Drawn to theatre as a means of reinventing herself, Valk entered New York University's drama department at 19 and spent two years studying with world-renowned acting teacher Stella Adler before encountering Elizabeth LeCompte, The Wooster Group's director, and the troupe's other co-founders at NYU's then-new Experimental Theatre Wing. In 1979, she joined the collaborative ensemble, first making costumes, then as a stage manager, and, finally, in 1981, performing her first role in Route 1 & 9, a controversial version of Thornton Wilder's Our Town in which the Group recreated black vaudeville routines. She has acted in every Wooster Group play ever since. “I have so much power and liberty working with the Wooster Group at the Performing Garage,” she says.
Valk's lifetime of unorthodox portrayals include pivotal performances in L.S.D. (…Just the High Points…) (1984), based on Arthur Miller's The Crucible, and Brace Up!, from Chekhov's Three Sisters (1991).

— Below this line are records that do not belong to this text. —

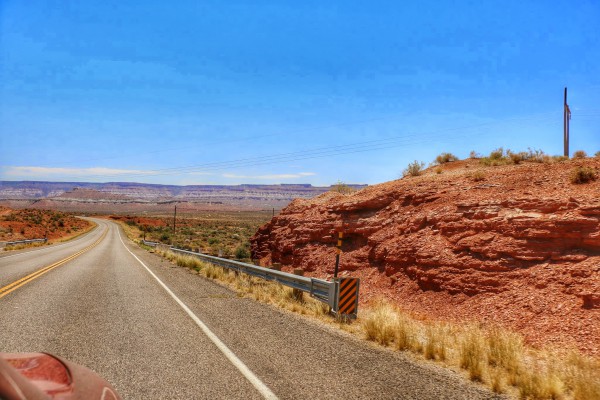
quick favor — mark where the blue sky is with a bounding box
[1,1,599,186]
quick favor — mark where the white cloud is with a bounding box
[222,172,316,180]
[1,166,155,178]
[0,166,316,184]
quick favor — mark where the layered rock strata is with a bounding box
[251,158,600,355]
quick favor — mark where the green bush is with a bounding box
[234,245,250,260]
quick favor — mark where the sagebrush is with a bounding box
[403,160,425,177]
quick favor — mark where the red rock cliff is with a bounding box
[251,158,600,355]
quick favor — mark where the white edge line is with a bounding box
[115,225,279,400]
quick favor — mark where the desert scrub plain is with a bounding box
[0,207,93,249]
[111,210,273,260]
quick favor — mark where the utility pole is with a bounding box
[564,87,571,157]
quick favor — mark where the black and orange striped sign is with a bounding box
[337,277,359,317]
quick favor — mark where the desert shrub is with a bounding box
[469,150,481,158]
[489,147,505,160]
[595,151,600,157]
[159,233,171,242]
[234,245,250,260]
[434,152,459,165]
[435,167,443,174]
[573,150,587,158]
[481,147,550,166]
[570,167,597,184]
[331,180,355,194]
[525,147,546,163]
[507,150,527,164]
[480,148,511,166]
[402,160,425,177]
[551,155,568,163]
[471,170,485,182]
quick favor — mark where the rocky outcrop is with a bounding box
[251,158,600,355]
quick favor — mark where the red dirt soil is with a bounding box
[0,207,91,242]
[251,158,600,356]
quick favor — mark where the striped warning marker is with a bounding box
[337,277,359,316]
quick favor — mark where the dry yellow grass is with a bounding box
[487,326,523,375]
[358,300,599,399]
[459,326,486,382]
[424,324,448,361]
[395,314,419,352]
[516,363,564,400]
[362,300,399,346]
[564,352,600,400]
[3,241,47,251]
[162,250,331,320]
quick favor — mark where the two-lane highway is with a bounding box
[0,219,501,399]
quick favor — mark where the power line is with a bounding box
[40,113,405,168]
[54,112,559,181]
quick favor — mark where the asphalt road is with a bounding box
[0,219,502,399]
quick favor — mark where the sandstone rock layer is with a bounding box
[251,158,600,355]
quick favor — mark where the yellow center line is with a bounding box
[0,227,108,299]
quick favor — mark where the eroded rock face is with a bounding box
[251,158,600,355]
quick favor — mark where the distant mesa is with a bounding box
[0,181,368,212]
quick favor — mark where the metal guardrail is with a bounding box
[141,240,159,247]
[0,238,47,248]
[168,247,359,317]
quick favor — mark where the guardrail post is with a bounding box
[292,269,304,301]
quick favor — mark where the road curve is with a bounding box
[0,219,502,399]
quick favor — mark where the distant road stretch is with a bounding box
[0,219,500,399]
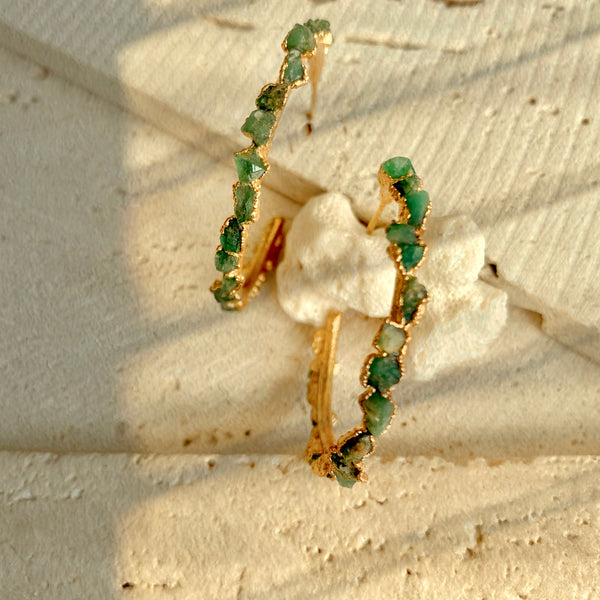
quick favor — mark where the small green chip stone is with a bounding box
[363,393,394,437]
[285,24,315,53]
[403,276,427,323]
[340,433,373,463]
[213,276,238,303]
[331,454,359,488]
[377,323,406,354]
[234,184,256,223]
[283,49,304,83]
[333,469,357,488]
[233,148,267,183]
[221,276,238,295]
[386,223,417,246]
[381,156,414,179]
[304,19,331,34]
[393,174,421,197]
[401,244,424,270]
[220,218,242,253]
[212,287,228,303]
[256,83,288,111]
[406,190,430,227]
[241,109,276,146]
[214,249,239,273]
[367,355,402,392]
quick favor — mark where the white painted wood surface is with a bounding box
[0,0,599,359]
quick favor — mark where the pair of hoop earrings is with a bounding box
[210,20,431,487]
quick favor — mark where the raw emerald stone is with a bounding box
[377,323,406,354]
[363,393,394,437]
[340,433,373,463]
[333,468,357,488]
[256,83,288,111]
[386,223,417,246]
[367,355,401,392]
[401,244,424,270]
[214,249,238,273]
[381,156,414,179]
[234,148,267,183]
[220,218,242,253]
[393,174,421,196]
[331,454,359,488]
[221,275,238,295]
[241,109,276,146]
[283,49,304,83]
[234,184,256,223]
[403,276,427,323]
[406,190,430,227]
[304,19,331,34]
[285,24,315,53]
[213,276,238,303]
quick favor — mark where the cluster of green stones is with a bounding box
[328,157,431,488]
[211,19,333,310]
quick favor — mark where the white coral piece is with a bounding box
[276,193,507,380]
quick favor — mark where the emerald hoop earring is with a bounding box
[306,157,431,487]
[210,19,333,311]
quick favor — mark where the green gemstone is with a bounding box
[304,19,331,34]
[212,287,227,303]
[285,24,315,53]
[212,276,238,303]
[376,323,406,354]
[403,276,427,323]
[283,49,304,83]
[406,190,430,227]
[214,249,238,273]
[367,355,401,392]
[220,218,242,253]
[363,393,394,437]
[333,469,357,488]
[401,244,424,270]
[234,148,267,183]
[221,275,238,295]
[393,174,421,196]
[241,109,276,146]
[381,156,414,179]
[256,83,288,111]
[340,433,373,463]
[234,184,256,223]
[331,454,359,488]
[386,223,417,246]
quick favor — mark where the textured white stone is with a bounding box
[1,9,600,595]
[1,47,599,460]
[277,193,507,379]
[2,451,600,599]
[1,0,598,359]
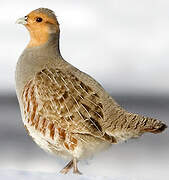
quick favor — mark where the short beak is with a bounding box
[16,17,27,25]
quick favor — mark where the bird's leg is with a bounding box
[73,158,82,175]
[60,160,73,174]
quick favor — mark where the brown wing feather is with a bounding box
[22,67,115,143]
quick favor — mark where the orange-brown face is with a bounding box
[17,10,59,48]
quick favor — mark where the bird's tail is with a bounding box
[105,109,167,143]
[141,117,167,134]
[124,112,168,135]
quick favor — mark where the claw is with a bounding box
[73,169,82,175]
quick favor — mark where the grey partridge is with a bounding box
[15,8,167,174]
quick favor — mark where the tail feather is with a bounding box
[105,110,167,143]
[125,112,167,134]
[143,121,167,134]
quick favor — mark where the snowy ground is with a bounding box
[0,170,147,180]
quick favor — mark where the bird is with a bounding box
[15,8,167,175]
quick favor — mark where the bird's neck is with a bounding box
[27,32,61,56]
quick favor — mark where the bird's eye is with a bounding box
[36,17,43,22]
[24,16,28,21]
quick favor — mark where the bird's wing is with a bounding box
[22,67,114,142]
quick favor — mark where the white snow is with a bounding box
[0,170,144,180]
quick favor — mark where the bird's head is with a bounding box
[16,8,60,48]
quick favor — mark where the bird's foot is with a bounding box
[60,160,73,174]
[73,169,82,175]
[60,158,82,175]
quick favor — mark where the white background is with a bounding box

More recently, she has appeared in such deconstructed classics as the Gertrude Stein-inspired House/Lights (1997/2005); Eugene O'Neill's The Emperor Jones (1993/2007), in which, in blackface and a Kabuki-influenced costume, she transgressed the boundaries of race and gender; and an avant-garde Hamlet (2006/2007), playing Gertrude and Ophelia.
Although she has also appeared in films by directors Jonathan Demme, Raúl Ruiz and Peter Sellars, Valk is a consummate stage actress who has received numerous awards for her work, among them an OBIE for Sustained Excellence in Performance (1998) and a Bessie Award for Best Performer (2002).